20 thoughts on “Why and How I Play Mind Tricks

  1. Marie T Schrader

    Oh my, you did strike a nerve with me! Not only was I working on (once again) re-organizing my sewing room, but now I’m clearing out my dad’s house. Years and years of things that couldn’t be thrown away for one reason or another. The sheer amount of empty jars was amazing!! It’s a darn good thing I live 2,000 miles away with limited ability to transport anything home … or it just might have gone to my house! On this next trip back, I’ll be at it again …. know any good use for some books that aren’t antique, but look antique?

    Liked by 1 person

  2. It’s incredible how childhood teachings can create unexpected after effects. I’ve tried to remind myself that moderation is key in almost all things. I really enjoyed reading your post and the lesson you shared with us! Thank you!

    Liked by 1 person

    1. I appreciate your comment. The thing I’m fascinated by, and what I’m trying to make sense of through my writing, is when I don’t want my mind to get cycloned around something, especially something that isn’t important, and yet it does.

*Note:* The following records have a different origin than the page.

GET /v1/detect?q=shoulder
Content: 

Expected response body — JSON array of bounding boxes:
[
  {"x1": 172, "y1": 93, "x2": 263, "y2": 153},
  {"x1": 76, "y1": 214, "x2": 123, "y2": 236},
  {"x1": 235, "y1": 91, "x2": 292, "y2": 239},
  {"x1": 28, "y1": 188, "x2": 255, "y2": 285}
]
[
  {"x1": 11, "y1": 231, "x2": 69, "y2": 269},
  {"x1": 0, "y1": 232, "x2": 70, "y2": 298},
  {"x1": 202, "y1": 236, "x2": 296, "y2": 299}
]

      I find myself wondering, “who is in charge of this being? Especially at those moments?

      Liked by 1 person

      1. I can definitely relate there. I don’t know if it is tied to a specific event or habit of my childhood but I struggle a lot with feeling like a burden even when I know I am absolutely not. Little things like calling the bank to ask a question would make me feel like I was being a completely unreasonable human and that tied a lot into my parents having a rocky relationship with one another. It is easy to question who runs who, mind or soul or whatever I am? Are we just minds running bodies or are we separate from our thoughts somehow? It can get very philosophical!

        Liked by 1 person

    2. I couldn’t reply to your reply.Not sure why. Your last couple of sentences about getting complicated and philosophical hit it on the head for me. When I really pay attention, I discover I’m really rarely paying attention. And yet, I’m functioning: typing, driving a car, walking, eating. But sometimes I end up someplace other than where I thought I was going. Wait. What? How’d I end up at the bank? I meant to go to the grocery store. Who the frick was driving the car while I was driving? It makes sense in my head; haven’t figured out how to translate it into words. I guess that’s why philosophy and religion use a lot of metaphors and stories. Anyway, I appreciate your observations.

      Liked by 1 person

      1. I’m so glad to hear I’m not alone in that experience! I left work the other day and got all the way to my daughters daycare (10 minutes drive) before I realized that it wasn’t a daycare day… I was supposed to be driving straight home. It’s really easy to start going on auto pilot. If you figure out how to say it in words you should post it! I’d love to read your take on it all.

        Liked by 1 person

  3. Love this trick. I understand your angst – I too overthink throwing things away and it causes me anxiety. Yet collecting up a bunch of stuff that I never find another use for also causes me anxiety. I may have to try your trick for myself.

    Liked by 1 person

    1. I hope it is useful for you. Let me know if you try it and it helps. I’ve mentioned this idea to people before because it works so well for me. Because of the way I’m wired. Most people just look at me funny lol. Their wiring must be different. Thanks for your comment.

      Liked by 1 person

  4. It’s funny how we feel guilty for throwing things away. I grew up hearing: “But I just might need it tomorrow.” Sometimes tomorrow came, sometimes it didn’t. As my living space is limited, I have to learn how to declutter.